The following are the top stories in the Maltese and overseas press.

Times of Malta leads with yesterday's car crash in Gozo which left a law student dead. Separately, it also reports about a jump in the number of motorists caught speeding.

The Malta Independent says a court will decide in a week’s time whether the Spring hunting referendum should go ahead.

In-Nazzjon reports that a girl, 14, missing since December 18, turned up at a police station in Qawra yesterday.

l-orizzont focuses on the life of a boy who spent 10 months on hospital treatment in the UK.

The overseas press

France 24 reports a specialist black box search team from France is joining the international effort to find the AirAsia flight which went down with 162 people on board on Sunday. Nine bodies have so far been recovered from the water off Borneo, but an aviation official said it could be a week before the black box flight recorders were found.

Xinhua says Chinese President Xi Jinping has ordered an immediate investigation into a New Year’s Eve stampede in Shanghai that killed at least 36 people. Police have denied reports that the incident was caused by people rushing to pick up fake money thrown from a nearby building.

Avvenire reports Pope Francis has urged people of all religions and cultures to unite to fight modern slavery and human trafficking. In his first mass of 2015, which marked the World Day of Peace, he said everyone had a God-given right to be free.

The Daily Telegraph leads with the finding of a new study which says most types of cancer are the result of “bad luck” rather than genes, environment or life-style. US scientists looked at 31 different types of cancer and found that two-thirds were caused by random cell divisions. Each division risks a dangerous mutation which can lead to cancer. Improvements in the environment and life-style does help in diseases such as skin and lung cancers.

Haaretz says Israeli Prime Minister Benjamin Netanyahu has called on the International Criminal Court to reject the Palestinian request to join it, saying the Palestinian Authority was not a state but “an entity, aligned with the terrorist organisation Hamas”. Netanyahu, who was re-elected leader of the right-wing Likud party yesterday, vowed to “defend Israel’s soldiers”.

Metro quotes the British-based Syrian Observatory for Human Rights saying 33,278 of the 76,021 people killed in Syria in 2014 were civilians.
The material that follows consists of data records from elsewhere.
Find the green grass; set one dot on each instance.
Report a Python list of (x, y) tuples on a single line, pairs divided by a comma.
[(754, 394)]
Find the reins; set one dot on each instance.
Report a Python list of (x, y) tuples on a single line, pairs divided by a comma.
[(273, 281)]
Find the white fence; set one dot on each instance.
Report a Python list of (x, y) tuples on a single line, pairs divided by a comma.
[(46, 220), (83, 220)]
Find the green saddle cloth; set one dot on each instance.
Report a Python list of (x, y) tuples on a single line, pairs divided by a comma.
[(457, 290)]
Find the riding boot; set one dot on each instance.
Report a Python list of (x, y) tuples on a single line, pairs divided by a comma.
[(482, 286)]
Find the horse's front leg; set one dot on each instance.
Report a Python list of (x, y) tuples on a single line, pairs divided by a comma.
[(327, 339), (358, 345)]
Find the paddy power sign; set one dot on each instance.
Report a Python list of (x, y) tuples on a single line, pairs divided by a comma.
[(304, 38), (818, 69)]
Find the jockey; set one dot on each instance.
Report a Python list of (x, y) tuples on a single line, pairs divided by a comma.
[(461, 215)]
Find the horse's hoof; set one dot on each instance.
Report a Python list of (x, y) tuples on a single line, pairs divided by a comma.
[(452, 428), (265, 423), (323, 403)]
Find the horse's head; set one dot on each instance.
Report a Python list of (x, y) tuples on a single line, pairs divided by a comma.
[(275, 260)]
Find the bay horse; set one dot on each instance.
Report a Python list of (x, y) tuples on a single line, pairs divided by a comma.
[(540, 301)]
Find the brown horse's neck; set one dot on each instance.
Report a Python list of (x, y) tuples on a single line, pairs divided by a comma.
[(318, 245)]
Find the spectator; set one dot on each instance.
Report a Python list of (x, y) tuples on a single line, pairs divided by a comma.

Last August, the UN estimated the total number of people killed since the start of the conflict at 191,000 but activists say the actual figure is likely much higher.

Meanwhile, Al Ayyam says violence in Iraq has killed more than 15,000 civilians and security personnel in 2014 – making it one of the deadliest years since the 2003 US-led invasion. The toll for 2014 was also more than double the 6,522 people killed in 2013.

O Globo says Brazil’s President Dilma Rousseff has been sworn into her second term in office, promising to boost education and security. In a 40-minute inaugural speech, she sharply defended her record, noted the great strides Brazil had made in social inclusion with her government programmes and said she was ready to fight graft and end impunity for the rich and powerful.

Ansa quotes the Italian coast guard saying a crew-less merchant ship carrying 450 migrants lost power as it headed towards the Italian coast. A helicopter was  sent to lower men on to the Sierra Leone-registered “Ezadeen”. One of the people on board was able to operate the ship’s radio and informed the coastguard that the crew had jumped ship. Almost 1,000 migrants were rescued from another ship found abandoned without any crew earlier in the week.

The New York Times pays tribute to former veteran US politician Mario Cuomo who died, aged 92. He had served three times as governor of New York, from 1983 to 1994. A popular democrat he was known for his strong liberal views among them against the death penalty and in favour of gun control.

Asia Today sasys a South Korean activist plans to launch a series of balloons across the border into North Korea carrying 100,000 copies of the controversial movie “The Interview”. Former defector Park Sang-Hak said the balloons would carry DVDs and USB memory sticks possibly later this month.

The Times of Israel reports a flight from New York to Tel Aviv was delayed by 30 minutes last week after a group of male ultra-Orthodox Jewish passengers refused to sit next to women – the third such incident in recent months.